Change of Habit (1970)
For some reason Change of Habit seems to be one of the most derided Elvis Presley movies, but when I watched it I was puzzled as to why. It’s not a perfect movie by any means, but I chalk that up more to the time period than anything. Some of the attitudes toward life in the ghetto and medical treatment are strange to modern eyes, but the movie is quite entertaining and Elvis himself is lovely. He brought such warmth and kindness to the role.
He looks wonderful, too — ‘68 to ‘70 were good years for Elvis, looks-wise. Plus, that movie gave us “Rubberneckin’” – an excellently funky, if cheesy, song.
Those are just the cream of the crop of the movies I’ve seen so far. There were others I enjoyed but don’t consider favorites (G.I. Blues, It Happened at the World’s Fair, Fun in Acapulco, Girls! Girls! Girls!) and a few others I didn’t like much at all (Roustabout, Tickle Me), but for the most part I’ve enjoyed what I’ve seen. And I still have Love Me Tender, Kid Galahad, Flaming Star, Charro and others to look forward to.
I guess my point is that if a film career included 31 pictures in only 13 years and at least half of them are entertaining and, in a few cases, genuinely good, how can that be deemed a failure?

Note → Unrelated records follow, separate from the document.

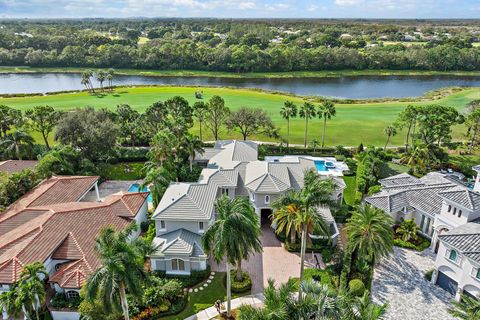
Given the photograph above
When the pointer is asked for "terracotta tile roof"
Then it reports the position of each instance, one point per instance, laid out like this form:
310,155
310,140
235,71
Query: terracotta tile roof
11,166
61,230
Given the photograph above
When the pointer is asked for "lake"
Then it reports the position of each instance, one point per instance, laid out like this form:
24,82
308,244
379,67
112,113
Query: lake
362,87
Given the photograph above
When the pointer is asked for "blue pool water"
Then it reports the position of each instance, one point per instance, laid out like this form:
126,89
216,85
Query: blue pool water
136,188
320,165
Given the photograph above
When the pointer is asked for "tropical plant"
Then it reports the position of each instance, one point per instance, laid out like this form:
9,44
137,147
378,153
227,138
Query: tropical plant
122,269
27,296
370,233
408,230
389,131
467,308
18,143
326,111
43,119
192,145
307,111
297,210
199,109
288,111
233,236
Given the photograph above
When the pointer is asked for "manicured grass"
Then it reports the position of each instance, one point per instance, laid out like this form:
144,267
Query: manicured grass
198,301
354,124
349,192
124,171
291,74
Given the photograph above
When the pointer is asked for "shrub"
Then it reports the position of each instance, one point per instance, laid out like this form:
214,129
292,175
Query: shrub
428,275
356,287
240,286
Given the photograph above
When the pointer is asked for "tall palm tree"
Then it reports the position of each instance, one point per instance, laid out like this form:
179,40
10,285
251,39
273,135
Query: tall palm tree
199,109
467,309
304,204
307,111
101,76
234,235
122,269
18,143
192,145
389,131
288,111
326,111
370,233
26,296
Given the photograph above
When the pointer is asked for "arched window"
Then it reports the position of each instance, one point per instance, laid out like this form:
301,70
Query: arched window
72,294
178,265
453,255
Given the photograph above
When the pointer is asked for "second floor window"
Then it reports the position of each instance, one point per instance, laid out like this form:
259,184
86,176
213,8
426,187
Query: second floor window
452,255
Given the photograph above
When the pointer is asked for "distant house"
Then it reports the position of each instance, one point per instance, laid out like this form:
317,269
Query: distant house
51,225
447,212
233,169
11,166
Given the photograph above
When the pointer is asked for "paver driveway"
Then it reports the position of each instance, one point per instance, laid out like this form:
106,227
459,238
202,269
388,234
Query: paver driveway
274,262
400,281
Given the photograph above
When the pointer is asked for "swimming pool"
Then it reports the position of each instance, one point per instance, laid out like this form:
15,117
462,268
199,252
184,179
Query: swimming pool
136,188
320,165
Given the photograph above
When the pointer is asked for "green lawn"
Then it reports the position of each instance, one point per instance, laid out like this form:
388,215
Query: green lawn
349,192
354,123
198,301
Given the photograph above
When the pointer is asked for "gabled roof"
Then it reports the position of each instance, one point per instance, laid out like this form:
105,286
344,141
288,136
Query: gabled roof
11,166
462,196
180,241
466,239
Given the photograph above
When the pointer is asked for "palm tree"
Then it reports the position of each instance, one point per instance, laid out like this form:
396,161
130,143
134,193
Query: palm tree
192,146
467,309
18,143
26,296
314,144
199,109
122,269
110,74
303,205
307,111
326,111
389,131
276,303
288,111
370,233
101,76
408,230
234,235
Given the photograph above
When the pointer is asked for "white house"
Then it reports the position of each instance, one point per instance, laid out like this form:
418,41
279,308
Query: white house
446,211
50,224
232,168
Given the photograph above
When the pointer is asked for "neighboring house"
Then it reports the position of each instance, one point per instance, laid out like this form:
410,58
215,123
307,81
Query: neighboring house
11,166
447,212
232,168
49,224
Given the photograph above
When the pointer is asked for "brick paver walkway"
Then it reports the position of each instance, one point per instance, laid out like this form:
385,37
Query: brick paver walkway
273,263
399,280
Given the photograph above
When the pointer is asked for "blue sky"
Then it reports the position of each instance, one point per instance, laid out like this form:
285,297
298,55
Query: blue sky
241,9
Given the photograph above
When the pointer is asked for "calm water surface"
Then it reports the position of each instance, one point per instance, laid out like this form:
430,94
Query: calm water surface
344,87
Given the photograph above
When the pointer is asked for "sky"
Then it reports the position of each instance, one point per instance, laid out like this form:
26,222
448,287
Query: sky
241,9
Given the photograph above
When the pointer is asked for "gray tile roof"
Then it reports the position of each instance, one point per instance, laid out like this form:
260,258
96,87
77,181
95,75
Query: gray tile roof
180,241
462,196
466,239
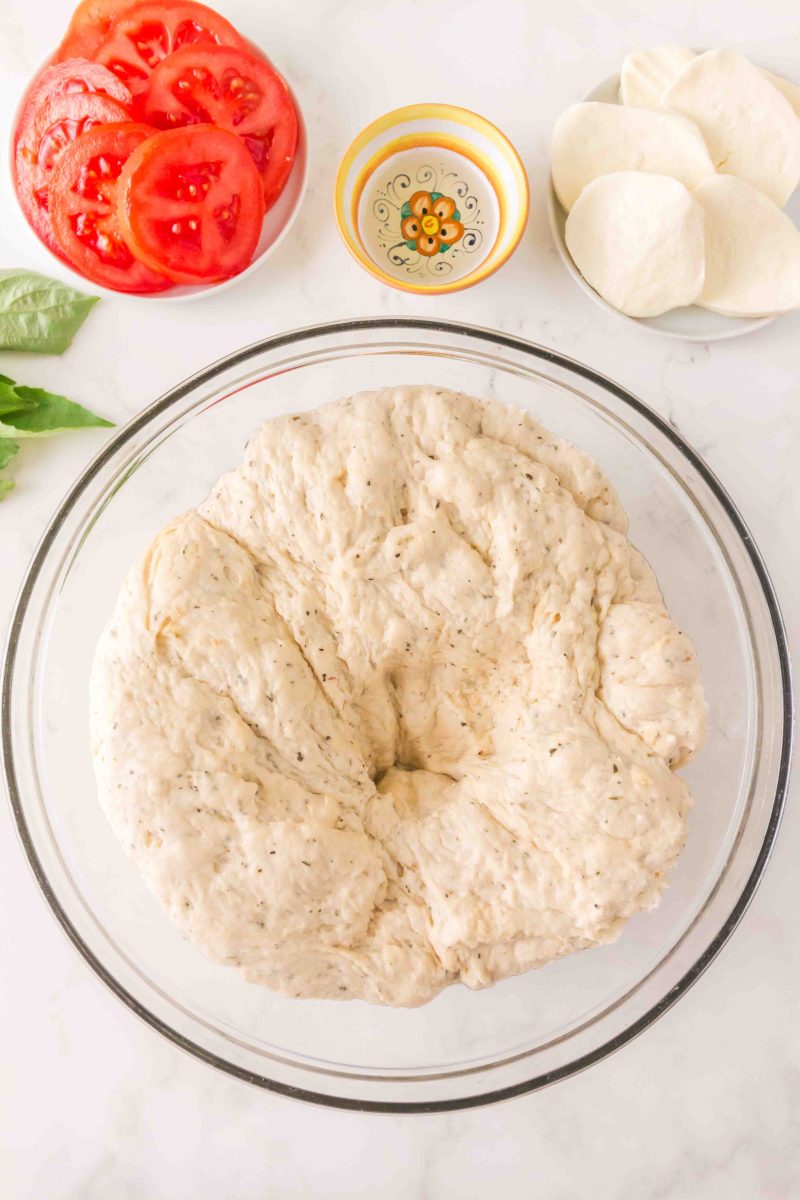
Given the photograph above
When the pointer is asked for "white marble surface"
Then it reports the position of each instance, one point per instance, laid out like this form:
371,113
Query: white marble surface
95,1105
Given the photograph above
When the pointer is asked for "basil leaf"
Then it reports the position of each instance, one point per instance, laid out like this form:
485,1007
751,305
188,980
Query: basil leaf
7,450
49,414
40,315
10,402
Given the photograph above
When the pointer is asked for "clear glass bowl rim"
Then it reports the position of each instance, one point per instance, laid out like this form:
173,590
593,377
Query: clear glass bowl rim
497,339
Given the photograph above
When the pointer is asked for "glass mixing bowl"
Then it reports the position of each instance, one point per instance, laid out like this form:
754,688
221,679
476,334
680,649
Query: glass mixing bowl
465,1048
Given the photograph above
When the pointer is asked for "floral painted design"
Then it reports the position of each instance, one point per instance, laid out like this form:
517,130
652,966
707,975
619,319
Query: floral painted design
431,223
455,214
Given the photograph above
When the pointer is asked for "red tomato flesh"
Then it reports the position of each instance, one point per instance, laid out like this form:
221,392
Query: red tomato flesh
146,34
42,137
90,24
236,91
83,208
73,76
190,204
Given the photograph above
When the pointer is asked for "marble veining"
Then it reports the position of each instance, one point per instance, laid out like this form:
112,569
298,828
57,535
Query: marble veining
704,1105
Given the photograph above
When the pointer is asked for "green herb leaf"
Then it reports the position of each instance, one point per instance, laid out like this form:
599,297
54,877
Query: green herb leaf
10,402
38,315
49,414
7,450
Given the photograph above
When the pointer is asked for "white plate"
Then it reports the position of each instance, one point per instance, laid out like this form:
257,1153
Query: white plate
275,227
691,324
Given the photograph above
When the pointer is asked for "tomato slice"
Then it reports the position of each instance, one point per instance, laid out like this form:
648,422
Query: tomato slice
83,208
229,88
90,24
146,34
190,204
70,77
42,136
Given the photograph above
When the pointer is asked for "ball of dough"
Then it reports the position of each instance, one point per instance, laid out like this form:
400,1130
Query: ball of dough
398,706
637,239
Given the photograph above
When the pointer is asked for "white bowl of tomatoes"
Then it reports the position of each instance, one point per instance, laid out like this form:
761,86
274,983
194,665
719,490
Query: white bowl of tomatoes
157,153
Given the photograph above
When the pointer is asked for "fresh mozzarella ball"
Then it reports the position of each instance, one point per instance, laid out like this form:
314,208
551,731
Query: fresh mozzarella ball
750,127
637,238
648,75
752,251
594,139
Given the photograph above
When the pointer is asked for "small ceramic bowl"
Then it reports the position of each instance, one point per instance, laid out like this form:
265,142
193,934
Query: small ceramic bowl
431,198
275,228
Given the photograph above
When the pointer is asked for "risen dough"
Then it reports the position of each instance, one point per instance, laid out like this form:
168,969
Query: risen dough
398,705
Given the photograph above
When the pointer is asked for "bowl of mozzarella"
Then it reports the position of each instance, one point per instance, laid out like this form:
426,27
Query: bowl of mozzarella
674,192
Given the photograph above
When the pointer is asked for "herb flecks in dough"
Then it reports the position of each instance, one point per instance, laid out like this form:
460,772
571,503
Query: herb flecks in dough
398,705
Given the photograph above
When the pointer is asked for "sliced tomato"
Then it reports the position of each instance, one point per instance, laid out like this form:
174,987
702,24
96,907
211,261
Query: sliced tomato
190,204
73,76
89,25
42,136
229,88
144,35
83,208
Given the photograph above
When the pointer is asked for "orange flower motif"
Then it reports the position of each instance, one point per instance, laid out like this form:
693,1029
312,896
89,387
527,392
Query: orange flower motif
431,223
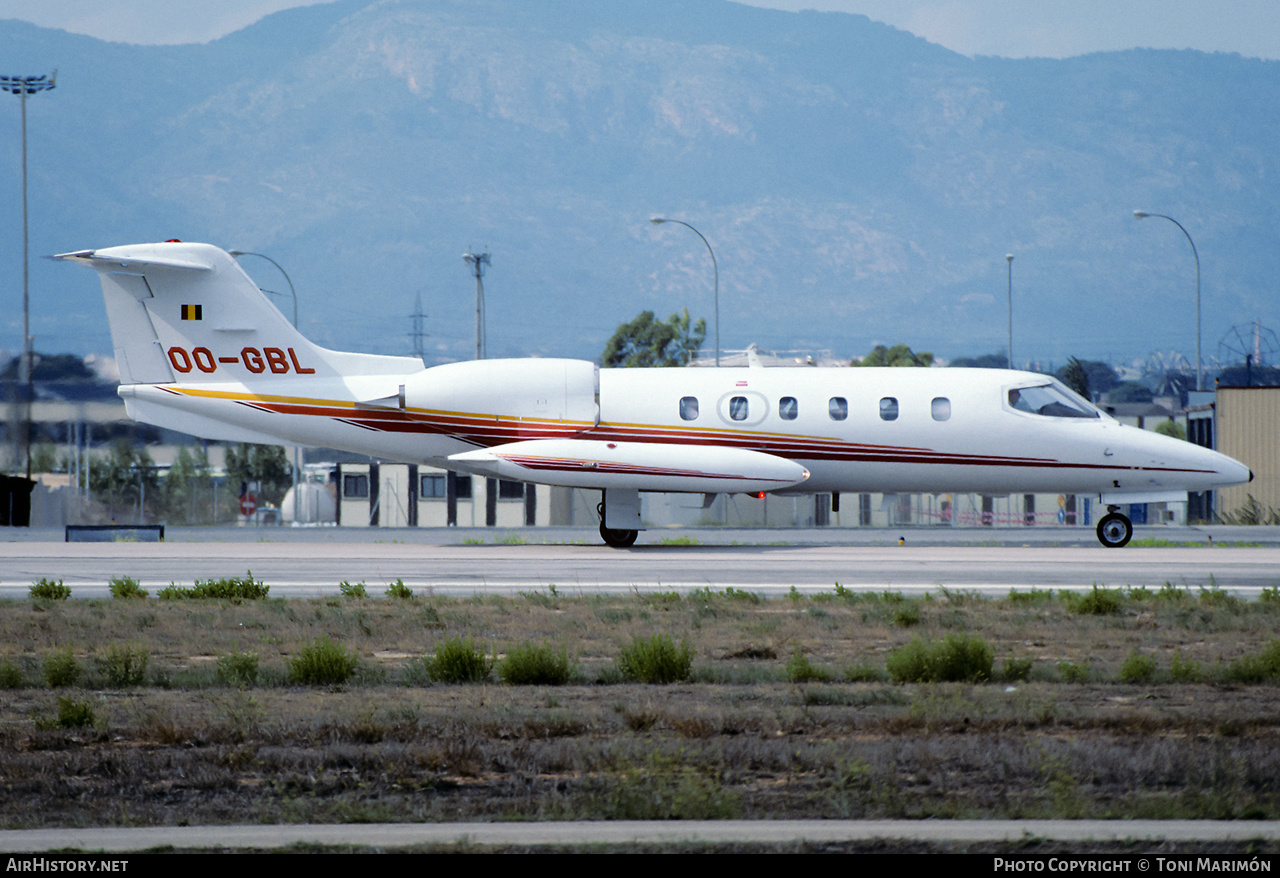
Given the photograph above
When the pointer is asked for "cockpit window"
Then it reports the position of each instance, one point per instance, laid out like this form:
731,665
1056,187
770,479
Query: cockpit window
1051,401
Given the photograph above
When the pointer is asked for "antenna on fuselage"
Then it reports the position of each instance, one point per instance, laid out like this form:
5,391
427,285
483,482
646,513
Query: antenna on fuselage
478,261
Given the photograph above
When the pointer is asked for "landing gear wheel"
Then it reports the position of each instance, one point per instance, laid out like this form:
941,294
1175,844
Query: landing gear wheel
617,539
1114,530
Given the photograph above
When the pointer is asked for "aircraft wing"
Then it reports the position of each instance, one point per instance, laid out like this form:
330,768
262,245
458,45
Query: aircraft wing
632,465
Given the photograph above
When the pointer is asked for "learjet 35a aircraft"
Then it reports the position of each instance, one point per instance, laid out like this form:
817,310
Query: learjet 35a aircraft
202,351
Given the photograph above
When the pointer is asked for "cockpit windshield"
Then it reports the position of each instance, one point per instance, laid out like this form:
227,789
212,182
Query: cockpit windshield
1050,399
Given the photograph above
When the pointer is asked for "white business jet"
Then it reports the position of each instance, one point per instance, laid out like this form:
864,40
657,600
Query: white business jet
202,351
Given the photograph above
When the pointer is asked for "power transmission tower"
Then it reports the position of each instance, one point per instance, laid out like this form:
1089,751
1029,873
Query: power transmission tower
478,261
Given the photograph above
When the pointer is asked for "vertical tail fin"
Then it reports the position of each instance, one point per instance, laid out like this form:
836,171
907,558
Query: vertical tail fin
187,312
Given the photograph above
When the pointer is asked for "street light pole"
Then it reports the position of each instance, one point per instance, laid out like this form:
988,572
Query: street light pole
1200,371
1009,259
297,462
659,220
23,86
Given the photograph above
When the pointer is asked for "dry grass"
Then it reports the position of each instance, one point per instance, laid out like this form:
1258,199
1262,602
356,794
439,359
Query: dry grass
739,740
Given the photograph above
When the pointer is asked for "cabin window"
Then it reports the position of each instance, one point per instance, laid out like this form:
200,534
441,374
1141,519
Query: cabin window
1050,399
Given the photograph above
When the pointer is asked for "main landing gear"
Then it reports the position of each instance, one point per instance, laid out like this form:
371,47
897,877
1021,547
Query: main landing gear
1114,529
620,507
618,539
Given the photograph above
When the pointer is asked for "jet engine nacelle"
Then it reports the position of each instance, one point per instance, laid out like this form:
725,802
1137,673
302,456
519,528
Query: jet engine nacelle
502,394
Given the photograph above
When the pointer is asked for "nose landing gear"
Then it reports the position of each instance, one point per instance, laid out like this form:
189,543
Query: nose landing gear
1114,529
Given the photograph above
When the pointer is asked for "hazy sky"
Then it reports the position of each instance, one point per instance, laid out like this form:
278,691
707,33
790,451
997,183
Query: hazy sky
1013,28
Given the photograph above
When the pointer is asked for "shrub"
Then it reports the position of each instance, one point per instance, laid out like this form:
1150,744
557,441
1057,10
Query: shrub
233,589
50,590
1184,671
10,675
398,589
124,666
458,661
1264,667
800,670
237,670
74,714
1138,668
864,673
1074,672
535,664
656,659
323,663
124,588
1016,670
908,614
350,590
62,668
952,659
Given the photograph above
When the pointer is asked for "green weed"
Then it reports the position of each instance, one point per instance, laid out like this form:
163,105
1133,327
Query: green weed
1096,602
323,663
656,659
10,675
1138,668
124,666
800,670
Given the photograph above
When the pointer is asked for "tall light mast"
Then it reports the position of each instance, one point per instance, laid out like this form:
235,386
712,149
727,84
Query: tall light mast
478,261
23,86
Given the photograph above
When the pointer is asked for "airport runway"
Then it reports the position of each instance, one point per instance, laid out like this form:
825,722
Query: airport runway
298,563
393,836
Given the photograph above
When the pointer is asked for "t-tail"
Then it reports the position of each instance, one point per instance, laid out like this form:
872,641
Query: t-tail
186,312
188,325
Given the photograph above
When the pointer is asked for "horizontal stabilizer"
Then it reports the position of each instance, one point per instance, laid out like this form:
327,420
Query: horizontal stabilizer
632,465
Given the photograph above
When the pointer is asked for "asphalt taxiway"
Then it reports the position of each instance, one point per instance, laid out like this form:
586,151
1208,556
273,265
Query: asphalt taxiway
306,562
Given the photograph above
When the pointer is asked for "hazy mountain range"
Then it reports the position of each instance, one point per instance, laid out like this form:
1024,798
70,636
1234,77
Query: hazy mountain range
858,184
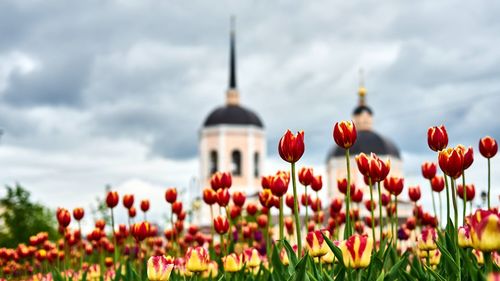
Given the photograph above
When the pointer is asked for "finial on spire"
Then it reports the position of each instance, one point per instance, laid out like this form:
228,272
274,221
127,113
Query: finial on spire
232,54
361,89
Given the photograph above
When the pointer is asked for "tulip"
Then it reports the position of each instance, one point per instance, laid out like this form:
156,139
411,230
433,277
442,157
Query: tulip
63,217
414,193
223,197
159,268
464,239
484,228
344,134
209,196
171,195
128,200
197,259
316,243
112,199
427,239
239,198
291,147
78,213
252,257
356,251
429,170
437,138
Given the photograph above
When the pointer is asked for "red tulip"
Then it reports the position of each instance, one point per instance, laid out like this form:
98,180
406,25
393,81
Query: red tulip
145,205
251,209
357,195
317,183
306,176
239,198
78,213
342,186
279,185
112,199
429,170
379,169
177,207
344,134
221,225
223,197
128,200
291,147
414,193
470,191
488,147
266,181
209,196
363,162
437,138
394,185
451,162
437,183
171,195
63,217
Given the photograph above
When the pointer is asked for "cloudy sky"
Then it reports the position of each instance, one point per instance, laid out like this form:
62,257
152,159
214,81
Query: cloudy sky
114,92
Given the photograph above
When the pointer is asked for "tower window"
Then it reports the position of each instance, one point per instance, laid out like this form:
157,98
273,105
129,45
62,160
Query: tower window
212,167
236,163
256,171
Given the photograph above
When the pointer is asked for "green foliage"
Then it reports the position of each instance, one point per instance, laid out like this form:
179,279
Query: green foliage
21,218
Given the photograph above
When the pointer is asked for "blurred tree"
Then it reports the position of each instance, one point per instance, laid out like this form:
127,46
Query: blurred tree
20,218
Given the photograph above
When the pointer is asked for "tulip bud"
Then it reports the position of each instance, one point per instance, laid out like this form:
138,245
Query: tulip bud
171,195
484,229
437,138
316,243
429,170
427,239
414,193
209,196
437,183
112,199
196,259
145,205
63,217
128,200
356,251
451,162
344,134
159,268
291,147
306,176
78,213
488,147
317,183
239,198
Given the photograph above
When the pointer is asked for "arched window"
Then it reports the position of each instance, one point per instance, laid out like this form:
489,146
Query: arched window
236,163
256,171
212,166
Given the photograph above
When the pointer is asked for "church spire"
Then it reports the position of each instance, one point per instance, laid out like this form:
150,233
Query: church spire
361,89
232,94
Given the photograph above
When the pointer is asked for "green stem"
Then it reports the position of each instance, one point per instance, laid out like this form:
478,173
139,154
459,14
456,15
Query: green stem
371,209
464,197
296,211
281,220
380,210
489,185
348,228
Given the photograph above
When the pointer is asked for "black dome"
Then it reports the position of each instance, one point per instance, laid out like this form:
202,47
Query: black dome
367,142
232,115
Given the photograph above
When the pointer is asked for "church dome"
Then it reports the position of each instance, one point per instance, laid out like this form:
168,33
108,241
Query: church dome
232,115
367,142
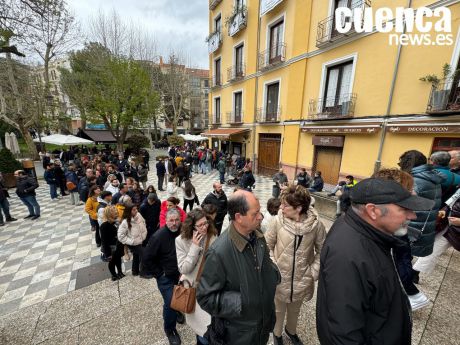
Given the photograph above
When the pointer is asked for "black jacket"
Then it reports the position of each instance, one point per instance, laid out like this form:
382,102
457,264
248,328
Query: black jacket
25,186
360,299
159,255
221,204
238,286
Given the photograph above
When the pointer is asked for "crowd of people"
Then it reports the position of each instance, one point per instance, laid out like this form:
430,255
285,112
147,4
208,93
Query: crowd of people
252,279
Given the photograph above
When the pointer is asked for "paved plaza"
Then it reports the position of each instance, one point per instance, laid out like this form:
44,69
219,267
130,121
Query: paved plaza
40,303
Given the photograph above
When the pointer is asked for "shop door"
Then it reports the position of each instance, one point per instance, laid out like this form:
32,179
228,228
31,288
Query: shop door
269,154
328,161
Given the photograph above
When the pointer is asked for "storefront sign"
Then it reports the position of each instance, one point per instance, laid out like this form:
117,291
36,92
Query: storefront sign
320,140
423,128
342,129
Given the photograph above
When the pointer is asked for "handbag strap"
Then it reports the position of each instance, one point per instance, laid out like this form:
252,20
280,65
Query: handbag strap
200,270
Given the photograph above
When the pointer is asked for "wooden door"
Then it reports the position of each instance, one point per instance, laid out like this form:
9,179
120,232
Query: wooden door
328,160
269,154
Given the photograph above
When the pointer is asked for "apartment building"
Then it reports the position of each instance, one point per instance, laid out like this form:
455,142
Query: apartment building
289,89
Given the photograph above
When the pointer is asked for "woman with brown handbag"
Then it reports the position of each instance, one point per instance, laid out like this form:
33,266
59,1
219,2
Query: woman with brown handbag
197,234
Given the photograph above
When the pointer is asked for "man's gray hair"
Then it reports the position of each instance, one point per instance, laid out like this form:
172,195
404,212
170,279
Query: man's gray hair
441,158
172,212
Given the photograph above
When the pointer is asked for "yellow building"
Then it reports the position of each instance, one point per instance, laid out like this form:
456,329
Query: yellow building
290,89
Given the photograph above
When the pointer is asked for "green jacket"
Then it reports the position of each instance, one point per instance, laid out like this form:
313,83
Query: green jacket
238,286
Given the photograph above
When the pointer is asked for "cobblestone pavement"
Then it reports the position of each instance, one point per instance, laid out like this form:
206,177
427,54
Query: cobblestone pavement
39,259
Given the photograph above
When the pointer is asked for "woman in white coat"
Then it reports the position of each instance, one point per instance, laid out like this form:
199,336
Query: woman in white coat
197,234
295,238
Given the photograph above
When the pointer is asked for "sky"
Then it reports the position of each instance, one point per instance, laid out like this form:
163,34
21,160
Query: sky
179,25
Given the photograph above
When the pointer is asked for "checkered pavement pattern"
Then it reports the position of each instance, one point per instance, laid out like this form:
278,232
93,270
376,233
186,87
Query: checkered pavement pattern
39,258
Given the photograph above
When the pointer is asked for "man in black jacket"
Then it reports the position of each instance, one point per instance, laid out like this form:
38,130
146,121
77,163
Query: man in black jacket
360,298
237,287
159,260
25,189
218,198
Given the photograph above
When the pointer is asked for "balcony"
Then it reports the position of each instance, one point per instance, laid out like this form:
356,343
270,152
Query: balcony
332,107
272,57
214,41
213,4
234,117
327,34
216,81
237,21
444,98
265,115
236,72
268,5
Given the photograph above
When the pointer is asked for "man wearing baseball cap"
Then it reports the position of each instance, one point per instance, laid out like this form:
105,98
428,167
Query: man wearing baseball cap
360,298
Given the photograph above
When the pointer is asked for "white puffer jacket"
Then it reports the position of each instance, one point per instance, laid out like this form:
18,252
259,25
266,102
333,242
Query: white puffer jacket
295,247
134,236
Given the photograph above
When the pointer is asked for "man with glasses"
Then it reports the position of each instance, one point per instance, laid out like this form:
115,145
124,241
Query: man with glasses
160,261
237,287
25,189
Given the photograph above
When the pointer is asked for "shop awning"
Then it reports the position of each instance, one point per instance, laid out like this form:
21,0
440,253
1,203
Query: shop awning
224,133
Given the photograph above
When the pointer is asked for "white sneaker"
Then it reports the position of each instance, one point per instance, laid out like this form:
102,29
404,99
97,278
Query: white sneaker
418,301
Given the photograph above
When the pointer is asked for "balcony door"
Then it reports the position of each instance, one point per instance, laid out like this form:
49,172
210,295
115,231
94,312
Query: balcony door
337,96
276,42
238,106
272,102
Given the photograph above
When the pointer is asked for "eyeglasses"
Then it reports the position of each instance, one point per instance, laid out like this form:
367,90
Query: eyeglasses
201,225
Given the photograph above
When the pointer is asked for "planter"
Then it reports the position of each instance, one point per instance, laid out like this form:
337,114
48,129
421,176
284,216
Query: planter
9,180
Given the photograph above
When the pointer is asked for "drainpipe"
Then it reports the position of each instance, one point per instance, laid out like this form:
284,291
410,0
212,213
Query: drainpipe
256,93
378,162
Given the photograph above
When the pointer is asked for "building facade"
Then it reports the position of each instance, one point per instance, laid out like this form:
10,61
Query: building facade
288,89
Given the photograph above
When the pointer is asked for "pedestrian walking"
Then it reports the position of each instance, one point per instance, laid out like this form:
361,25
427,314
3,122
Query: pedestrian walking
91,206
295,238
240,276
190,196
132,232
25,190
111,248
360,298
197,234
161,262
218,198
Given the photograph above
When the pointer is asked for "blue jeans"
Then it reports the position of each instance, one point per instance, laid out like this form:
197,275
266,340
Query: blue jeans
166,286
53,191
32,205
5,206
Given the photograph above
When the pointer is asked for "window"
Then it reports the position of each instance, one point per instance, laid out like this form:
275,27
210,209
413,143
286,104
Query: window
238,106
271,106
217,110
239,70
276,42
338,81
217,69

And if an actor successfully played drama and comedy, and brought something interesting, worthwhile and arresting to even the silliest, fluffiest movie, how can he be labeled a bad actor? I just don’t buy it. Sure, Elvis could have made better quality, less formulaic films, and I often wish he had, but writing off his whole Hollywood career is ridiculous.
Anyway, 99% of the time I’d rather watch something happy like Viva Las Vegas or Blue Hawaii than a deep ’50s drama directed by Elia Kazan. There are only so many times you can see Brando get beaten up in On the Waterfront before you want to kill yourself, whereas I could watch this next scene every day and be glad about it.
So put that in your pipe and smoke it, haters! Just kidding. I do feel a little bit protective about Elvis these days, though. He brings out the mother hen in women, that’s just a fact.